Penggunaan Facebook dinilai lebih murah, bahkan nyaris gratis, dibanding jalur resmi. Namun cara ini menimbulkan sejumlah risiko serius:
1. Tidak menyumbang PAD ke kas daerah.
2. Tidak melalui mekanisme resmi pengadaan publikasi.
3. Tidak diawasi oleh redaksi media berbadan hukum.
4. Rentan jadi sarana pencitraan sepihak.
5. Mematikan peran dan ekonomi media lokal.
Padahal, pemerintah daerah seharusnya menggandeng media massa resmi yang terverifikasi di Dewan Pers. Selain menjaga profesionalisme, publikasi melalui media resmi juga membuka ruang kritik, konfirmasi, serta mendukung keberlangsungan media lokal sebagai pilar demokrasi.
“Kalau semua serba diposting di Facebook, apa gunanya perda reklame dibuat?
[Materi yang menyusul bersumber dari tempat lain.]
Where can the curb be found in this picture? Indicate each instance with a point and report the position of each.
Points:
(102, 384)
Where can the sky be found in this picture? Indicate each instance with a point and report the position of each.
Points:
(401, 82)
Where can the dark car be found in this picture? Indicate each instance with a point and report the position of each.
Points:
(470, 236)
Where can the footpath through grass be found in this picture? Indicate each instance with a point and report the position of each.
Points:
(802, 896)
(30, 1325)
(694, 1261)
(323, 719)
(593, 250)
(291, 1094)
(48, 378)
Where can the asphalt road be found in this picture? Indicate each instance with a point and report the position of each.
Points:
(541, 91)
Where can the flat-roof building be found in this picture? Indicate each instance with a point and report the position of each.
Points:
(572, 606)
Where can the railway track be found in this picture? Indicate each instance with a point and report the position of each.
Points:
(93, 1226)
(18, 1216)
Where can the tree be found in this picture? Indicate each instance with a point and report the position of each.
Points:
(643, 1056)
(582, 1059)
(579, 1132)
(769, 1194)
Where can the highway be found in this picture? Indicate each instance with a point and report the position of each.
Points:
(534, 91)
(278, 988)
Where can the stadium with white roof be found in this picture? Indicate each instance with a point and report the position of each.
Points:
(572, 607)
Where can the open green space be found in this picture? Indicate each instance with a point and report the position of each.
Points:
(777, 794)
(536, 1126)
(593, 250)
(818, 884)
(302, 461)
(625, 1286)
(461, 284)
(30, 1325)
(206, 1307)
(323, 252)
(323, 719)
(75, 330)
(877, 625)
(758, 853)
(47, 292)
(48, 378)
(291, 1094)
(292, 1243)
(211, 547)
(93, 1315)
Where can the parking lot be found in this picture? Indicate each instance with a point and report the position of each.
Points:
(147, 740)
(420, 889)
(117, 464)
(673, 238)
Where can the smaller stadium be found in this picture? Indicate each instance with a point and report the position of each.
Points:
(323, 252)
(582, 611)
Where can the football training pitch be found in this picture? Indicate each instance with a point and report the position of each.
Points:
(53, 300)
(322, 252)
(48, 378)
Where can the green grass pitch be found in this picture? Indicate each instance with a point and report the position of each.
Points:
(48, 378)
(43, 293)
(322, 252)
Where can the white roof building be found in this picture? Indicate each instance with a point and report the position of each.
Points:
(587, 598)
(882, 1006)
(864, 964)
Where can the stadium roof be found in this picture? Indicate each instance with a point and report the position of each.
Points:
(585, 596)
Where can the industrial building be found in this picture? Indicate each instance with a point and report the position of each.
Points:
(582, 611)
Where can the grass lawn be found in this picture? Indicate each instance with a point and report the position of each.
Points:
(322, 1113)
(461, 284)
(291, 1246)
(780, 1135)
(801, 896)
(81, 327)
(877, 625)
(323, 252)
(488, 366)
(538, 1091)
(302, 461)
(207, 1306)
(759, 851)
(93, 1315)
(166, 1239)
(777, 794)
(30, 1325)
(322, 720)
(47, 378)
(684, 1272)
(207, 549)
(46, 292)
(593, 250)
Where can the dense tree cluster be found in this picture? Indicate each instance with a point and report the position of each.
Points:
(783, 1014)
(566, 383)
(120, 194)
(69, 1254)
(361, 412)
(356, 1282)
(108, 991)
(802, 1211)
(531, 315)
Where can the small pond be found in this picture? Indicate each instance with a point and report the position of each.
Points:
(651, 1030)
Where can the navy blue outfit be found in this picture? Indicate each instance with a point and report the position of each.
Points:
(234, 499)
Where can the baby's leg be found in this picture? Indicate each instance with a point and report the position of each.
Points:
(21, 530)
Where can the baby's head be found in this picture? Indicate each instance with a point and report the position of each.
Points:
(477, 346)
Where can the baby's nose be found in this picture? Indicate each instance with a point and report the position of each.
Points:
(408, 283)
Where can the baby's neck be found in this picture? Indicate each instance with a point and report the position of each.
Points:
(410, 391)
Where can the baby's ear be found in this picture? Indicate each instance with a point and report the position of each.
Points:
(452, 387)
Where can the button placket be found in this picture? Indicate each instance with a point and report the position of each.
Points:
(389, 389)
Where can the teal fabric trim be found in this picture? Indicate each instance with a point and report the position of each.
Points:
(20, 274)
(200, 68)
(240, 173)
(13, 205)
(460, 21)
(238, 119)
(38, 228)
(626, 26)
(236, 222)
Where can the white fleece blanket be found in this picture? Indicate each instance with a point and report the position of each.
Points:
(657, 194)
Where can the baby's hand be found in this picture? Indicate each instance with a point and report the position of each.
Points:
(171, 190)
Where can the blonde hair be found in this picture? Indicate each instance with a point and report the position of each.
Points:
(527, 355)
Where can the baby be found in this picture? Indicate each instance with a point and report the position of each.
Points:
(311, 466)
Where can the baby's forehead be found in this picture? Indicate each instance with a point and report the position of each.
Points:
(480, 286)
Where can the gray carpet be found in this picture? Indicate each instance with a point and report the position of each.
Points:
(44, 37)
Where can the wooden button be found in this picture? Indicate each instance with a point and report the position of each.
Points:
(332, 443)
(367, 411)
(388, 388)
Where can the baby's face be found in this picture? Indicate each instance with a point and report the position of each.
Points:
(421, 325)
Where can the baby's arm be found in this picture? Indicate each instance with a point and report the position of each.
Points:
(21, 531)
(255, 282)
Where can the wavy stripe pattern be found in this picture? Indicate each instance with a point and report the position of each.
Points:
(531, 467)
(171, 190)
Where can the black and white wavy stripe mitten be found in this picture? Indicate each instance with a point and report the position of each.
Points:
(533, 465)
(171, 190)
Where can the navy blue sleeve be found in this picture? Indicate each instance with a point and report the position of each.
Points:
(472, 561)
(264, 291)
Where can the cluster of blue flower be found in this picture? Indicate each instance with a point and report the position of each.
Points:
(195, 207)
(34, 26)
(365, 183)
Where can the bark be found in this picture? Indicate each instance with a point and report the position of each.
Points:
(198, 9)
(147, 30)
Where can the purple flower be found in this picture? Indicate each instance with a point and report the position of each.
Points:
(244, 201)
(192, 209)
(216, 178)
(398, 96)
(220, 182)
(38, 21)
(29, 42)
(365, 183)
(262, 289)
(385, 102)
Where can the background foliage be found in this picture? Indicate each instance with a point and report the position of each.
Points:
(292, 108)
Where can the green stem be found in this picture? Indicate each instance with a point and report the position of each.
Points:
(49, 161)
Apa gunanya ada wartawan dan media resmi?” sindir seorang jurnalis senior Sarolangun.
Praktik ini memunculkan sejumlah pertanyaan yang wajar dari publik:
1. Apakah iklan ucapan dan promosi kegiatan pejabat di Facebook memiliki izin reklame sesuai Perda?
2. Jika menggunakan dana APBD, apakah melalui proses pengadaan resmi?
3. Di mana kontribusi PAD dari reklame digital tersebut?
4. Mengapa lebih memilih media sosial ketimbang media resmi yang memiliki tanggung jawab redaksi?
Di era keterbukaan informasi, masyarakat berhak tahu:
Berapa biaya promosi kegiatan pejabat di Facebook?
Apakah sudah sesuai Perda?
Dan, apakah pemerintah sungguh mendukung keberlangsungan media lokal, atau justru membiarkan mereka mati perlahan?
“Perda dibuat bukan hanya sebagai formalitas, tetapi untuk dipatuhi demi kebaikan bersama,” pungkas sumber tersebut.